Posso concordare. ma dare consentire la divisione per sesso, secondo me, darebbe agio a visioni eccessivamente sessiste. Qui il problema è proprio a monte. Integrazione, per come la vedo io, vuol dire prendere atto delle leggi e delle dinamiche del paese in cui si vive. Se a queste si vuole anteporre la propria fissazione religiosa, beh, non ci si vuole integrare.

Bertrand Russel2 la vendetta

gmd85

Hai ragione ma secondo me se si tenta di integrarli troppo alla svelta si rischiano reazioni di senso opposto, sopratutto in un periodo in cui l’estremismo religioso va di moda, quindi penso che, per rubare delle espressioni dalla Boxe, se non li si può buttare al tappeto con un colpo d’incontro, bisognerebbe lavorarli hai fianchi per poi stenderli con una bella combinazione di destro, sinistro, destro.

Lasciando stare queste metafore pugilistiche quello che propongo è essenzialmente uno sistema che riduca all’irrilevanza, anche all’interno della propria comunità, gli estremisti e che tenga aperte le porte a chi si vuole integrare, facilitando il tutto con un po di spinte discrete in quella direzione, nella convinzione che alla lunga, un paio di generazioni al massimo, si integreranno quasi tutti, senza bisogno di troppa coercizione.

gmd85

Beh, ma chi si vuole integrare, dubito che sia un integralista. Dovrebbe già di per sé essere aperto alla collaborazione. Spero.

Bertrand Russel2 la vendetta

gmd85

Ci sono quelli che si vogliono integrare completamente.

Ci sono i fondamentalisti che voglio restare nella loro cultura anche se vivono in mezzo a noi.

Ci sono quelli che vorrebbero integrarsi in alcune cose, come il lavoro e le amicizie, ma che pensano di poter mantenere una parte del loro stile di vita e dei loro dogmi religiosi.

Quest’ultima categoria secondo me è la più numerosa, se gli si chiede di integrarsi completamente in una generazione c’è il rischio che una parte più o meno ampia di loro finisca per reagire assumendo alcune idee e comportamenti fondamentalisti.

Se li si integra per gradi accettando che solo una parte si integrerà completamente in una generazione e che la maggior parte completerà il processo in due generazioni secondo me lo si può fare senza troppi conflitti.

gmd85

Si, non hai tutti i torti. ma penso che quelli della news non vi rientrino. E anzi penso che chi pone problemi come quello dell’ora di ginnastica faccia parte della seconda categoria.

Bertrand Russel2 la vendetta

gmd85

Be allora se proprio sono troppo ottusi e non vogliono ne integrarsi ne lasciare la possibilità ai loro figli di integrarsi arrivati a un certo punto li si potrebbe espellere.

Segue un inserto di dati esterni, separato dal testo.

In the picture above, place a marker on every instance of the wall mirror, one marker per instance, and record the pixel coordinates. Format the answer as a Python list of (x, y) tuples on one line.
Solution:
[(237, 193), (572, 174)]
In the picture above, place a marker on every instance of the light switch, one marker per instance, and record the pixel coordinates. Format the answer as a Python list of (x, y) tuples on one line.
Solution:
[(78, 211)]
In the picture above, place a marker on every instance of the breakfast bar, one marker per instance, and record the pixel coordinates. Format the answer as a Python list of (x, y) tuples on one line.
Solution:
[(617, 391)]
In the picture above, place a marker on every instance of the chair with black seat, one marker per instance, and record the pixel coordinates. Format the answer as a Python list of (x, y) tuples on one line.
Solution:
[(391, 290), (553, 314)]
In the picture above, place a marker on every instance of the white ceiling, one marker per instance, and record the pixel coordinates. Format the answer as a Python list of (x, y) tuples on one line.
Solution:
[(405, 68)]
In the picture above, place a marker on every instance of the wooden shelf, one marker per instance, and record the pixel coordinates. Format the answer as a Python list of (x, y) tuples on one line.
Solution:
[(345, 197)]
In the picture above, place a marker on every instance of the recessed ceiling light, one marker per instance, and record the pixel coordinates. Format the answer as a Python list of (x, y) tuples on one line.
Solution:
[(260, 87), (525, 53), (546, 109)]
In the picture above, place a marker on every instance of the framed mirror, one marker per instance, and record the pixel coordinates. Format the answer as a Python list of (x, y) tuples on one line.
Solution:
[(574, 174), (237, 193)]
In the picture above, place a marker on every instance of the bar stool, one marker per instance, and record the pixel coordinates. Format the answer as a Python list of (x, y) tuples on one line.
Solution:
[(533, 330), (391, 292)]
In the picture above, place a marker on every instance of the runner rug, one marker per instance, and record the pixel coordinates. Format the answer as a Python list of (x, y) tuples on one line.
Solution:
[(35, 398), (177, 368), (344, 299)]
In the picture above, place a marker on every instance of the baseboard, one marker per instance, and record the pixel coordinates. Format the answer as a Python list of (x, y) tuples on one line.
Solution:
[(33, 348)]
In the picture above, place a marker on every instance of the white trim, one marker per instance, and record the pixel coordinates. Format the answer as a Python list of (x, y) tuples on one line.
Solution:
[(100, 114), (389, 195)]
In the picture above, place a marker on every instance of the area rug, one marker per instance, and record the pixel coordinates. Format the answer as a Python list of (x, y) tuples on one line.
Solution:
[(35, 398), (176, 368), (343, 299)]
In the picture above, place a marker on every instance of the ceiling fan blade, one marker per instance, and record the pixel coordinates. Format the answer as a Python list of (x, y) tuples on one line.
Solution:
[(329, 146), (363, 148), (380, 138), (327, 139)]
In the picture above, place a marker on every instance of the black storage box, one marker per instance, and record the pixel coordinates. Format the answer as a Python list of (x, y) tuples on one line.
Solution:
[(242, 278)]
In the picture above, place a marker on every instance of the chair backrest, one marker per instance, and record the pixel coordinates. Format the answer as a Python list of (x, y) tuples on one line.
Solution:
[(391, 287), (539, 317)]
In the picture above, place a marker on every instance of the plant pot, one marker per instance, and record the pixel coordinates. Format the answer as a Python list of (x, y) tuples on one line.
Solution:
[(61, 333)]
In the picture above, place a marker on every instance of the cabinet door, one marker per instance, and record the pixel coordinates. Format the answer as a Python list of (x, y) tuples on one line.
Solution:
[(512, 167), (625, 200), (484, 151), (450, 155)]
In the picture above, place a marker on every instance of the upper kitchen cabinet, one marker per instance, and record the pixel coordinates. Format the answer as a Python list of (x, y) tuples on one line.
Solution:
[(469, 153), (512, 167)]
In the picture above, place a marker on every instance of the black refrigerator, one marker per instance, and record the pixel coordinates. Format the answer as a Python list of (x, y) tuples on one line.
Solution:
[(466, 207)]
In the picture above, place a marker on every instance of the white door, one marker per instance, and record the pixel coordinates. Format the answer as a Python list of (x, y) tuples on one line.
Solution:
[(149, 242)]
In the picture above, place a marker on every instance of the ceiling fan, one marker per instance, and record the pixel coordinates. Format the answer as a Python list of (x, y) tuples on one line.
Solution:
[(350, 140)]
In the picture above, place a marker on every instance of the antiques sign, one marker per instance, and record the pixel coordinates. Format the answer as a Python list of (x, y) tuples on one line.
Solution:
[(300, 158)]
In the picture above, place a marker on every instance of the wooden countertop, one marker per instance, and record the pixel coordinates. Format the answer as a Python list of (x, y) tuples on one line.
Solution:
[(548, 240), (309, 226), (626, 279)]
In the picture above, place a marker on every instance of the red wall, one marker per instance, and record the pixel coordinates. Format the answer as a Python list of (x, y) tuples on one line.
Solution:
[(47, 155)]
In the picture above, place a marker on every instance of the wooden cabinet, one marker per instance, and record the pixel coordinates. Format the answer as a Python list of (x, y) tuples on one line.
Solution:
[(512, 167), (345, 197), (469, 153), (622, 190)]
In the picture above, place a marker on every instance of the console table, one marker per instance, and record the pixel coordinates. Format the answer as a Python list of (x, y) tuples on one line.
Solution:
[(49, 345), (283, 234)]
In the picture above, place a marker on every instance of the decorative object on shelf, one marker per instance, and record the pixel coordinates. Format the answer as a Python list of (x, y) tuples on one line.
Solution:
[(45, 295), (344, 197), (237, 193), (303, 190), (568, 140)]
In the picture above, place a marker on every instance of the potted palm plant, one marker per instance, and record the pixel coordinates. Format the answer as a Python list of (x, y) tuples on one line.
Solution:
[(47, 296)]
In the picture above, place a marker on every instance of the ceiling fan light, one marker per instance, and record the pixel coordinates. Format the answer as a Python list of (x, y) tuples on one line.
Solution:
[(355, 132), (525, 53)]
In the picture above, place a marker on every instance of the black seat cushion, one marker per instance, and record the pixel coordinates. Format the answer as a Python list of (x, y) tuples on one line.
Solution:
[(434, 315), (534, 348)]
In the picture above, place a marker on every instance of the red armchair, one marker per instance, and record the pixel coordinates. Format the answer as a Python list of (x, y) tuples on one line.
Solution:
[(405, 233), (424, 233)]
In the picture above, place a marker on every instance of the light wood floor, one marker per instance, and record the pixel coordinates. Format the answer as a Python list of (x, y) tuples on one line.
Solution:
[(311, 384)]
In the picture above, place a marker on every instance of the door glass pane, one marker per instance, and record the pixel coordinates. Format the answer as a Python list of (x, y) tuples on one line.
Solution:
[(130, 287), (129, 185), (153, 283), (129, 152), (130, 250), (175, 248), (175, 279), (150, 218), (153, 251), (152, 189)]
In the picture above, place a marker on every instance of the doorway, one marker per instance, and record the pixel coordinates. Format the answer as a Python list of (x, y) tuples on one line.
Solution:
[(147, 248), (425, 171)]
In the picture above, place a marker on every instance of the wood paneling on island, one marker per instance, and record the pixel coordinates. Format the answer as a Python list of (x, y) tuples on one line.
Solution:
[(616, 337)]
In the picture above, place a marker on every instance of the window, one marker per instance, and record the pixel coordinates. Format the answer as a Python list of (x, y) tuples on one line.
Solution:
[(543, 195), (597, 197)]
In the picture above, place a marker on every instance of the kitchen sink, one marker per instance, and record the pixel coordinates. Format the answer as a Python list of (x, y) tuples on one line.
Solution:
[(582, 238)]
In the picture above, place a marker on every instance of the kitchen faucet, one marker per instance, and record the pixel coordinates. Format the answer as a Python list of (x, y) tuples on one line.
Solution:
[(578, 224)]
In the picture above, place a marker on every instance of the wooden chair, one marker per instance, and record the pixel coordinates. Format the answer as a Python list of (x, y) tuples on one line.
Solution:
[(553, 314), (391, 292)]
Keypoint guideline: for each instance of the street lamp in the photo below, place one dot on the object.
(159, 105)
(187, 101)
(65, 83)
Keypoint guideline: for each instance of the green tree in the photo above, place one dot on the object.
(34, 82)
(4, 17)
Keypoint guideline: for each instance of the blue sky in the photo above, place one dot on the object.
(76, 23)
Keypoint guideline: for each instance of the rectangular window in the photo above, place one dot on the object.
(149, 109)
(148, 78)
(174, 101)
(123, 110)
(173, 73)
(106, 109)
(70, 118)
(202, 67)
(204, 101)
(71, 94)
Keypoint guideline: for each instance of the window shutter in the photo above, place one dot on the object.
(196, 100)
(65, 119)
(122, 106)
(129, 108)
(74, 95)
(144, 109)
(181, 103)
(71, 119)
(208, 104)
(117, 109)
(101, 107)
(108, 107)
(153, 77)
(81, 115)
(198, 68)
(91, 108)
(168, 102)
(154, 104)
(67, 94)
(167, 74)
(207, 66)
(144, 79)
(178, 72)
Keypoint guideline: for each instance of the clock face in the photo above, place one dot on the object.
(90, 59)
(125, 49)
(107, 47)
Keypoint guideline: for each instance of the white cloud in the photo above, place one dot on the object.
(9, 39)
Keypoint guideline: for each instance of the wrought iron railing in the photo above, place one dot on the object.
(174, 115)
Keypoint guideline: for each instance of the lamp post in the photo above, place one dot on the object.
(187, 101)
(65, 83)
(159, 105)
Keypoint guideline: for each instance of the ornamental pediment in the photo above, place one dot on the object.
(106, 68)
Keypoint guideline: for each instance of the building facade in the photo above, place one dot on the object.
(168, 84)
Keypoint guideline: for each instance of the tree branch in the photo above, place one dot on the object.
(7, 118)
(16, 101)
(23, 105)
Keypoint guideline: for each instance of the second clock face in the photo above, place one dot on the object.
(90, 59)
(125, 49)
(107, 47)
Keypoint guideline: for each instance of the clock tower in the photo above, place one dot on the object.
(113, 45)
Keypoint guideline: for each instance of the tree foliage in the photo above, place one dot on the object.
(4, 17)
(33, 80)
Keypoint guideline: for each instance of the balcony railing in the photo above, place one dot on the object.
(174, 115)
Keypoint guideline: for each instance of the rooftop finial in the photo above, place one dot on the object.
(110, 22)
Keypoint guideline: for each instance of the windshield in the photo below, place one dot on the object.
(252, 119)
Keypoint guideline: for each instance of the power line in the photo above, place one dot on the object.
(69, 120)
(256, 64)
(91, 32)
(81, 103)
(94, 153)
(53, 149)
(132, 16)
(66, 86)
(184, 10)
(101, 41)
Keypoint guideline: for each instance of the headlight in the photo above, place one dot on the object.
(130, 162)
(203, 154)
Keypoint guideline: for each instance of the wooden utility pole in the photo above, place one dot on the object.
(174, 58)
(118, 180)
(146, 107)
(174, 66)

Ma penso che nella maggioranza dei casi sia meglio cercare di evitare lo scontro frontale, sopratutto per delle questioni che in fin dei conti non danneggiano più di tanto le ragazze, mentre l’essere mandate in una scuola confessionale le danneggerebbe molto di più.

Gérard

Bertrand Russel – La vendetta 2

Il problema è che con le generazioni precedenti, l’ integrazione non poneva problemi . Nessuno portava il velo , nemmeno le vecchiette algerine ..
Soltanto adesso, le nuove generazioni rigettono la cultura occidentale e il vivere assieme . Non ci sono mai visti cosi tante donne velate, giovane, della 3 generazione e mai viste tante richieste di ” eccezione religiose ” .
Portati da questa breccia nella laicita, i cattolici conservatori vengono di nuovo rompere le scatole …

Bertrand Russel2 la vendetta

Gérard

Messa sotto questo punto di vista ci sono le seguenti possibilità:

aspettare che la religione passi di moda tra i mussulmani e nel frattempo limitarne l’arrivo nei nostri paesi a coloro che sono più desiderosi si integrarsi;

agire per far passare questo revival religioso nei paesi mussulmani.

La prima cosa la possiamo fare, anche se con un bel po di difficoltà, la seconda no, almeno non lo possiamo fare noi almeno non in tempi utili.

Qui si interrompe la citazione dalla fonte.